Жуковский написал матери и Буниной отчаянные письма, прося разрешения поселиться в Мишенском. 4 мая Бунина отвечала: «Нечего, мой друг, сказать, а только скажу, что мне очень грустно... Теперь осталось тебе просить отставки хорошей и ко мне приехать... Всякая служба требует терпения, а ты его не имеешь. Теперь осталось тебе ехать ко мне и ранжировать свои дела с господами книжниками».

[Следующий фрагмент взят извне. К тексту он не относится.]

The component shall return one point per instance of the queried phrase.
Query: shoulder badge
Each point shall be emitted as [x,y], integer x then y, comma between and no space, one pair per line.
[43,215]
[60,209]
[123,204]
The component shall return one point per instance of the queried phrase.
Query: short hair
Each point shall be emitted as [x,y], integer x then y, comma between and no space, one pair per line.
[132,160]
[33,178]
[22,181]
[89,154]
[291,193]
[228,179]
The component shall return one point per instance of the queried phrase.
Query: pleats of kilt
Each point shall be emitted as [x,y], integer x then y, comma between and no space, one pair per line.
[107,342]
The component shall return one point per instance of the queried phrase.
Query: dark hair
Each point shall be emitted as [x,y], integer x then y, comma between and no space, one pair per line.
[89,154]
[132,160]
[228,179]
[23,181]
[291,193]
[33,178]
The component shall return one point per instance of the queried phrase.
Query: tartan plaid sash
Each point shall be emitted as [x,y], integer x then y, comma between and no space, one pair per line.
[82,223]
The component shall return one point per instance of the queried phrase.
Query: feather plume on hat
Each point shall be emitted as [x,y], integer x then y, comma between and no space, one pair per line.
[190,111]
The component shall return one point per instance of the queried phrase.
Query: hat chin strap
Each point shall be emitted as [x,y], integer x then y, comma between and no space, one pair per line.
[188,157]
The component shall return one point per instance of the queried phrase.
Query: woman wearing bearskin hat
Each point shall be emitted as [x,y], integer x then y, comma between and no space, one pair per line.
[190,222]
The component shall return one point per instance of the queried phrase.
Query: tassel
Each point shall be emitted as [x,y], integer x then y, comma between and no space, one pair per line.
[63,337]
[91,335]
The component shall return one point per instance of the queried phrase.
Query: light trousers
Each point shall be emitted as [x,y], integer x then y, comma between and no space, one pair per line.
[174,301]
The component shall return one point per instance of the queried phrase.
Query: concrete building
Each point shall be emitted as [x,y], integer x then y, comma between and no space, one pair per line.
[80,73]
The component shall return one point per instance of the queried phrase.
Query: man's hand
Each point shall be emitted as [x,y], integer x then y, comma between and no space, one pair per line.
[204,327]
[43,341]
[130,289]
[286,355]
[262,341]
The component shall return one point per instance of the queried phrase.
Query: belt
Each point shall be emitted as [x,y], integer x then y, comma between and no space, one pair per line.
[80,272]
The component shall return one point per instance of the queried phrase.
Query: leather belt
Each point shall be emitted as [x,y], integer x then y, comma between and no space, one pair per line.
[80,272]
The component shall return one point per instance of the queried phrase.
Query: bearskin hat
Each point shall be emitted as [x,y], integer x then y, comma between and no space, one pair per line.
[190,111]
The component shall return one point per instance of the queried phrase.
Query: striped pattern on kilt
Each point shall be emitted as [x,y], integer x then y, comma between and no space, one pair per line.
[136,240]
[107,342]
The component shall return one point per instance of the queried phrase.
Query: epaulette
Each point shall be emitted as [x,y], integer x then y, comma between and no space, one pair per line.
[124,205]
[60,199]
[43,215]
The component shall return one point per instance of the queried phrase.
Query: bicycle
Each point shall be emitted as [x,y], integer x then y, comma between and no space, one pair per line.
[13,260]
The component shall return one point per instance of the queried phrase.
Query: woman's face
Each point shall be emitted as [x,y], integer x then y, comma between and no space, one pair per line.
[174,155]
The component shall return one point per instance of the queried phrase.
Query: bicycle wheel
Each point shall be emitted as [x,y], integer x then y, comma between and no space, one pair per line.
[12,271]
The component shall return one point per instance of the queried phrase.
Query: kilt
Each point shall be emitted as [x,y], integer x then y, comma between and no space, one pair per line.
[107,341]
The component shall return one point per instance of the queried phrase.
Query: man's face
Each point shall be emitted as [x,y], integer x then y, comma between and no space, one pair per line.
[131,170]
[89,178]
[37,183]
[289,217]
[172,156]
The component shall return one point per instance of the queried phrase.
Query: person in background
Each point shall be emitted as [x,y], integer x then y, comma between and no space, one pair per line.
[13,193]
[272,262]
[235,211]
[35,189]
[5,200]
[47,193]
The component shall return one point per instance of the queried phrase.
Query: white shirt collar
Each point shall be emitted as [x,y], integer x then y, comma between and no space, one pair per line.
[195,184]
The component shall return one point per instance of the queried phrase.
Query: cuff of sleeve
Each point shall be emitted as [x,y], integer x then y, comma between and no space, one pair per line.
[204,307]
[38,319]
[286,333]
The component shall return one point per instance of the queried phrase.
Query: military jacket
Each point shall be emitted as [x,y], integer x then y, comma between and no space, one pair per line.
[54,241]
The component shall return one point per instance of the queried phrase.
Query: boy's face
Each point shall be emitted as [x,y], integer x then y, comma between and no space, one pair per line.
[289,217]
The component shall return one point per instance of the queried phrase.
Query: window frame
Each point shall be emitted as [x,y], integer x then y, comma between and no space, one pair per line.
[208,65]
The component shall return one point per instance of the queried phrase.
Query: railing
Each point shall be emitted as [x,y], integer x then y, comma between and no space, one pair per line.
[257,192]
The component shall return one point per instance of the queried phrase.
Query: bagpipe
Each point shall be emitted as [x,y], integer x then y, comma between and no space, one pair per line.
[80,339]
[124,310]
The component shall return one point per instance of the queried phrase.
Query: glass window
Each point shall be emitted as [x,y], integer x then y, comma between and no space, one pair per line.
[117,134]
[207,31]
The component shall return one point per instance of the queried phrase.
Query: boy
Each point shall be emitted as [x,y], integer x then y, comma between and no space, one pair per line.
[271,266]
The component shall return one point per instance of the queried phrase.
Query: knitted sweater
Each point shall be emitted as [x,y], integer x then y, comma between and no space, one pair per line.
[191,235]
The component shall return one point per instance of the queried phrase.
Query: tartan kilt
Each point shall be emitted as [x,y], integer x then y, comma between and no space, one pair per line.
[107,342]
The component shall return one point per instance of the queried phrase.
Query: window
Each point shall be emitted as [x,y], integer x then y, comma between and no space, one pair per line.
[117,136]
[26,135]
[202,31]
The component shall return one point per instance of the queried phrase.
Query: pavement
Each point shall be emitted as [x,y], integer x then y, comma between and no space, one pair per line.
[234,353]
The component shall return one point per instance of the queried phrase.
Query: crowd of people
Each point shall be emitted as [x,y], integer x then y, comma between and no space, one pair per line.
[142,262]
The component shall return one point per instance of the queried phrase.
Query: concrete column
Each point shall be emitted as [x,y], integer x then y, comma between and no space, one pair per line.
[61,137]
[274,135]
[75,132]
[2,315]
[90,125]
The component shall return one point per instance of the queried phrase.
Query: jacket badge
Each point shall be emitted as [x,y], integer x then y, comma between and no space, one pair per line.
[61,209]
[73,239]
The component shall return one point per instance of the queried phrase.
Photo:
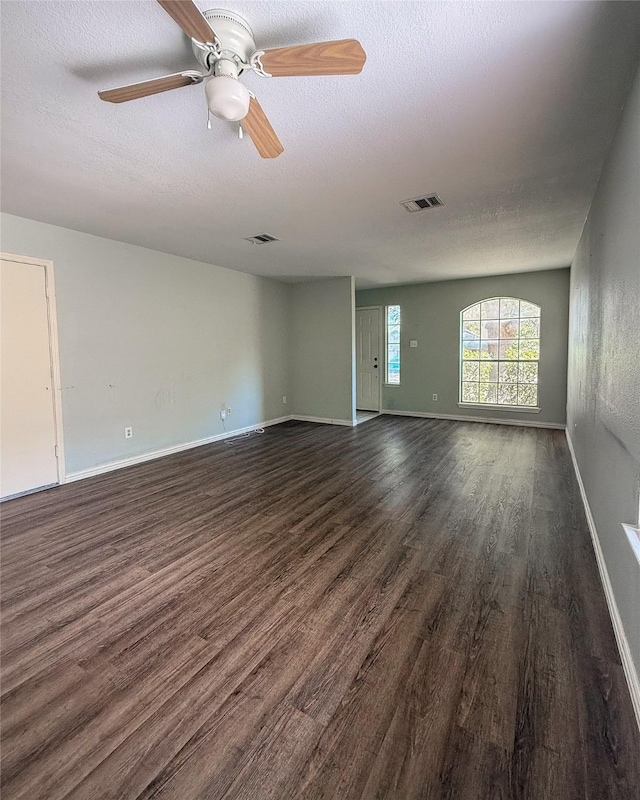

В конце мая 1802 года Жуковский выехал из Москвы. Впереди лежало — через Малый Ярославец, Калугу, Перемышль и Козельск — 279 верст, и последняя верста кончалась у белёвской почтовой станции. Когда на заставе раздалась команда «Подвысь!» — и полосатое бревно шлагбаума взлетело, пропуская экипаж, Жуковский, чтоб ничего не видеть, надвинул на глаза картуз. Усевшись поглубже, он не то задумался, не то задремал... В Мишенском были все Юшковы, младшие Вельяминовы, их гувернантки-француженки — Дорер, Жоли, Меркюрини. Елизавета Дементьевна и Марья Григорьевна встретили его с искренней радостью, не стали поминать о неудачной его службе. Андрей Григорьевич Жуковский сразу же рассказал ему о грандиозном пожаре, который был в Белёве прошлым летом: половина домов сгорела; в Спасо-Преображенском монастыре рухнули все кровли, колокола на большой колокольне сплавились в массу в 296 пудов; два дня бушевал огонь. Ока шипела от летящих в нее головней и горящих бревен.
— Ну, прямо литовская осада! — говорил Андрей Григорьевич. — А нынче, вот ты увидишь — обстроились лучше старого. Да не как-нибудь, а по генеральному плану, утвержденному в Петербурге! К зиме пожара уж и следов не осталось. Каков магистрат новый! А купцы-то, теперь в таких домах живут — истинно замки. И колокола заново отлили...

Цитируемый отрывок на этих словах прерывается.